Recent caselaw provides some guidance on when a court may order the use of TAR, and how it should be used.
Pyrrho Investments Limited & Anr -v- MWB Property Limited & Ors [2016] EWHC 256 (Ch)
In this High Court case which approved TAR, the key features included: (i) an agreement, between the parties, as to its role; (ii) in excess of three million electronic documents; (iii) a cost of several million pounds to manually review the document pool; (iv) a claim value in the tens of millions; (v) upper cost estimates for deploying TAR of c. GBP 470,000; (vi) a window before trial affording “plenty of time to consider other disclosure methods if for any reason the predictive software route turned out to be unsatisfactory”; and (vii) the absence of “factors of any weight pointing in the opposite direction.” The Court also noted that TAR had been sanctioned in other jurisdictions, including the Irish case of Irish Bank Resolution Corporation Limited v Quinn [2015] IEHC 175 where, unlike in the instant case, one party had objected to its involvement.
Triumph Controls UK Limited & Anr -v- Primus International Holding Co. & Ors [2018] EWHC 176 (TCC)
In this more recent High Court case regarding the review of c. 220,000 electronic documents, the Court held that the claimants’ unilateral application of TAR to a sample of the disclosable documents was unsatisfactory. Finding that the work-product of that process should, effectively, be disregarded, it ordered the claimants to undertake a further, sample-review of the document pool.
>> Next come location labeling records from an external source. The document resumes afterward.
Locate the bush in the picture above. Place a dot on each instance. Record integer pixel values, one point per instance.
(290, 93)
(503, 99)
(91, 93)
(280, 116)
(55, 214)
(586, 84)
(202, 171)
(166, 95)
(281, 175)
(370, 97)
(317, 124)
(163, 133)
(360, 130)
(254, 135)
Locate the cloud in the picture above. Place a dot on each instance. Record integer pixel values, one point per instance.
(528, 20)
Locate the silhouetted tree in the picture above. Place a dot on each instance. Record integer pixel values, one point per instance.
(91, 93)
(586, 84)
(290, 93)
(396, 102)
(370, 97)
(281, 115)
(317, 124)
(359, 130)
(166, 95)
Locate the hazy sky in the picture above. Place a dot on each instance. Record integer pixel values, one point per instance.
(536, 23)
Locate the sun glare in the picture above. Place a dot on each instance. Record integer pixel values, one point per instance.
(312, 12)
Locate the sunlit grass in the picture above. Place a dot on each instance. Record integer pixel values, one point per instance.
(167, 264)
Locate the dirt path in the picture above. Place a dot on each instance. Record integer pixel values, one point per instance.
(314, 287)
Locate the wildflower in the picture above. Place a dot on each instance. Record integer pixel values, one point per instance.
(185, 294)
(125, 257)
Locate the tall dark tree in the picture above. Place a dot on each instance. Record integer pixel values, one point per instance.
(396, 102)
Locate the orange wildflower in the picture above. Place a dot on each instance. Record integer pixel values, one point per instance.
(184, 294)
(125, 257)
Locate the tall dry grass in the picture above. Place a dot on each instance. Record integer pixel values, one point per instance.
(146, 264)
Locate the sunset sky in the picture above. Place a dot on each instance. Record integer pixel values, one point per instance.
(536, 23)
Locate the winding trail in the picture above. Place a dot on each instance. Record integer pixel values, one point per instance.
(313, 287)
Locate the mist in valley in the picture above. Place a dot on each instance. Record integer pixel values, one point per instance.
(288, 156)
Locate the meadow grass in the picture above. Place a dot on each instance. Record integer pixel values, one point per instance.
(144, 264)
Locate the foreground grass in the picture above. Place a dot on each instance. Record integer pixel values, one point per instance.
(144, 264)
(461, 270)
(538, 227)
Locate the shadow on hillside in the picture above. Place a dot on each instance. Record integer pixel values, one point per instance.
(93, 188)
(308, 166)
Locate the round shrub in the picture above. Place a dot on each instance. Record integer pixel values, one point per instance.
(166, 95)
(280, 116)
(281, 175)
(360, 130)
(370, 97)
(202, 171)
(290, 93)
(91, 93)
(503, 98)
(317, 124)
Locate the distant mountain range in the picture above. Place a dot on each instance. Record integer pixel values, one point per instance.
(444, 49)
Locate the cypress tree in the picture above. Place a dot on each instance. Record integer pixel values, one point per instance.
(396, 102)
In doing so, the Court made several key points, including:
These two cases indicate the breadth of factors relevant to: (i) the merits of any position, agreed or otherwise, on the use of TAR; and (ii) whether a party has been sufficiently co-operative and constructive when engaging on the question.
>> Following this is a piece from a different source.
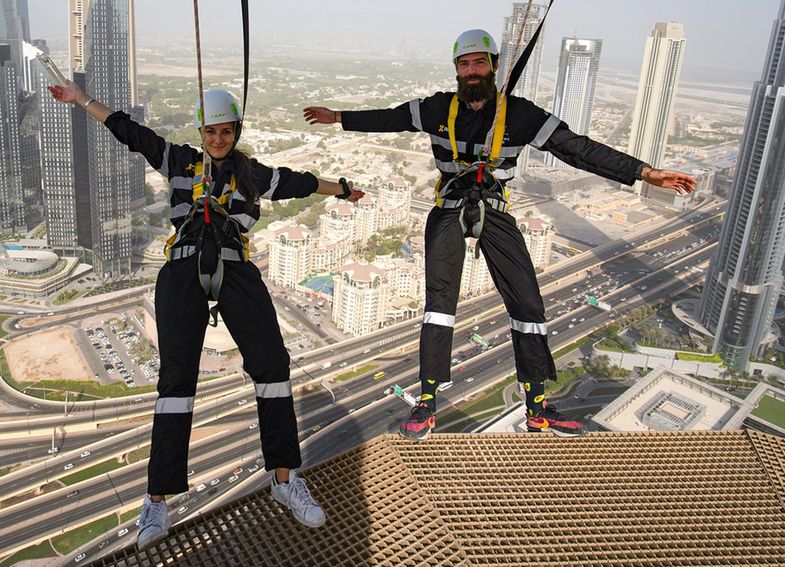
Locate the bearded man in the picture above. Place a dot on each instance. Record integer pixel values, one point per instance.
(471, 200)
- the claimants did not provide enough information regarding:
- setup of the TAR or its method of operation;
- the sampling process; and
- the absence of a single, senior lawyer with oversight of the process raised a question as to whether the TAR software had been ‘educated’ on the review criteria as well as it might have been.
Summary
By redefining the regime in terms of known-adverse, basic and extended disclosure, hopes abound for a wholesale cultural change epitomised by greater intervention on the part of the judiciary, and a reduction in the instances of disproportionate (in terms of time and cost) disclosure.
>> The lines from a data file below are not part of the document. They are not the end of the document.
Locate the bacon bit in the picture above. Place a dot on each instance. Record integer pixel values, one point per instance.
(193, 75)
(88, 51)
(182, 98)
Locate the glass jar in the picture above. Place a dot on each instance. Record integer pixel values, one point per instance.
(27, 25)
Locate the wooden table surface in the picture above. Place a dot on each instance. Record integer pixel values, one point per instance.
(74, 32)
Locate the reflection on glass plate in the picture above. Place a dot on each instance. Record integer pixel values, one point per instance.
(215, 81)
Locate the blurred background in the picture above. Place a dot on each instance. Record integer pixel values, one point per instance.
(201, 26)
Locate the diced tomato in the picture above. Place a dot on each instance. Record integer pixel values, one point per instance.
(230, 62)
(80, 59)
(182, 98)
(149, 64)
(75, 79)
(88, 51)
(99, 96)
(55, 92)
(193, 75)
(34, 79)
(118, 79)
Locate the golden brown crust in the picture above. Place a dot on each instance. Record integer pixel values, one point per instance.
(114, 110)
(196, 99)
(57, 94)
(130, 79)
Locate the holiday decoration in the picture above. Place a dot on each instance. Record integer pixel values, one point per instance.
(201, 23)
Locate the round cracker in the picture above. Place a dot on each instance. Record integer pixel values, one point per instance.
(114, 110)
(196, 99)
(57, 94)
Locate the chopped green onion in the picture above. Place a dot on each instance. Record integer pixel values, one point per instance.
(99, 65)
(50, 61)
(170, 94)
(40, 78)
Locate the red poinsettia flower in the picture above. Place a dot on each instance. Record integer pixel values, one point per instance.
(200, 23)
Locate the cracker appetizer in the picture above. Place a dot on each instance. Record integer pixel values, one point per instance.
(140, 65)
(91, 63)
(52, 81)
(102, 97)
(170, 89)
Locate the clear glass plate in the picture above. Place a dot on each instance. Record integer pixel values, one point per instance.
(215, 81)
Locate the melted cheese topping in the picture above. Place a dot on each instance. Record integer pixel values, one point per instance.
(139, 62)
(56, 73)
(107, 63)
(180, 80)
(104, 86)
This change coincides with increased judicial emphasis on the cost savings that TAR can produce. In document-heavy cases under the pilot, judges are likely to apply greater scrutiny to the parties’ analysis of, and discussions on: (i) the size of the potentially disclosable electronic-document pool, and how it should be refined; (ii) the costs of TAR; (iii) the mechanics of the TAR process, including suitable tolerance levels for sample reviews; (iv) how the use of TAR would align with the trial timetable; and (v) safeguards, including human review, in the event that the process yields anomalous results. Parties will be doing so against the backdrop of an enhanced duty to engage co-operatively and constructively on issues of disclosure and, ultimately, against the real threat of potentially serious costs consequences for being found by the Court to have taken an unsuitable position.